Menjadi Ikhlas Menurut al-Ghazali

9,064 kali dibaca

Ikhlas adalah salah satu kata yang seringkali terselip di antara lantunan nasihat maupun pepatah, agar kita senantiasa ikhlas dan sabar dalam menjalani hidup, untuk memperoleh keberkahan hidup. Banyak yang sering mendapat nasihat untuk bersikap ikhlas. Tak sedikit pula di antara kita pernah berberucap “saya telah ikhlas atas apa yang terjadi”. Namun pada kenyatannnya tidak begitu, hal tersebut acap kali menjadi sebuah angin lalu.

Mengapa begitu? Karena, pada kenyataanya apa yang terucap dengan apa terlihat berbeda. Ikhlas akhirnya menjadi yang amat gampang untuk diucapkan, namun sulit untuk dilakukan.

Advertisements

Apa sebenarnya hakikat ikhlas ini? Kita akan meninjau perkara ikhlas ini sebagaimana yang dirumuskan oleh Imam al-Ghazali, ulama besar ini yang dikagumi oleh para ulama dan kaum muslimin karena keilmuannya.

Selama hidupnya, ulama besar bernama Abu Hamid Muhammad bin Muhammad At-Thusi ini dikenal sebagai seorang ahli teologi atau kalam dan seorang filosof besar. Ia juga terkenal sebagai seorang ulama fikih dan tasawuf pada zamannya. Karya besarnya adalah kitab Ihya Ulumuddin. Karena keilmuannya, al-Ghazali mendapat gelar hujjatul islam, yang artinya bukti kebenaran.

Menurut Imam al-Ghazali, ikhlas dapat berarti sebuah maksud yang hanya menjadikan Allah sebagai satu-satunya sesembahan dengan tujuan taqqorub kepada-Nya, serta mengesampingkan hal-hal selain Allah, baik berupa penghormatan, pujian, atau pun pandangan baik dari orang lain terhadap dirinya. Bahkan, menurut pandangannya, ikhlas dapat dikatakan sebagai kemurnian,  menyucikan amal-amal perbuatan dari campur tangan makhluk lain.

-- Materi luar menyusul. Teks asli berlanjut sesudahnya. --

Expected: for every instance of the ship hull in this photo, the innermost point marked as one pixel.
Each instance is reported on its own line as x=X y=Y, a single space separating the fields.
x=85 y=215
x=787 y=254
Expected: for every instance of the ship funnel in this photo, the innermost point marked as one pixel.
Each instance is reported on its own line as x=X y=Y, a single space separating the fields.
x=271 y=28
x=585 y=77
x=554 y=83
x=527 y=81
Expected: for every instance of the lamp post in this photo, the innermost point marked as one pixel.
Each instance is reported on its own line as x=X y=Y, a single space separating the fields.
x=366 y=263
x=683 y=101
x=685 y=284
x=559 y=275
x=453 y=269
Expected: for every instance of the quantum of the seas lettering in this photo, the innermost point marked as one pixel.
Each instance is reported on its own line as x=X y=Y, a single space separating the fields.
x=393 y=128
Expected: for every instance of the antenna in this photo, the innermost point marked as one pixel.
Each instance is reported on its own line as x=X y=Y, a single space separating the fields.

Keikhlasan sangatlah penting dan dapat berpengaruh pada aspek fisik dan psikis, karena ikhlas merupakan niatan yang murni untuk awal seseorang melakukan sesuatu hal yang akan menunjukkan ke mana arah amalan yang akan dilakukan; melibatkan tujuan akhirat atau hanya untuk tujuan duniawi semata.

Nabi Muhammad pernah ditanya mengenai ikhlas, dan kemudian Nabi bersabda yang artinya:

Aku bertanya kepada Jibril AS tentang ikhlas, apakah ikhlas itu? Lalu Jibril berkata, “Aku bertanya kepada Tuhan yang Maha Suci tentang ikhlas, apakah sebenarnya?” Allah Subhanahu Wa Ta’ala menjawab, “Suatu rahasia dari rahasia-Ku yang aku tempatkan di hati hamba-hamba-Ku yang Kucintai”. (HR. Al-Qazwini, riwayat dari Hudzaifah).

Kemudian, dari Ummah ra mengatakan, bahwa telah datang seorang laki-laki kepada Rasulullah dan kemudian bertanya, “Apakah pendapat Tuan tentang seseorang yang berperang dengan tujuan mencari pahala dan popularitas diri, dan kelak apa yang akan dia peroleh?” Kemudian Rasulullah Shallallahu ‘Alaihi Wasallam menjawab, “Dia tidak mendapatkan apa-apa!” Pertanyaan yang sama diulang sebanyak tiga kali, namun jawaban Rasulullah Shallallahu ‘Alaihi Wasallam tetap sama, “Dia tidak menerima apa-apa!” Lalu Nabi bersabda yang artinya; Sesungguhnya Allah tidak menerima suatu amal perbuatan, kecuali yang murni dan hanya mengharap rida dari Allah.” (HR. Abu Daud dan Nasa’i).

Dengan demikian, hakikat ikhlas adalah mendekatkan diri kepada Allah dari segala bentuk ketidakmurnian. Maksud ketidakmurniaan adalah segala niatan yang tidak ditujukan kepada Allah, semisal niat karena ingin dipuji orang lain, atau niat ingin mendapatkan jabatan yang lebih tinggi. Seseorang, jika ia meniatkan segala sesuatu dengan hanya satu niat selain Allah, maka bisa disebut ikhlas tetapi bukan ikhlas karena Allah taala semata.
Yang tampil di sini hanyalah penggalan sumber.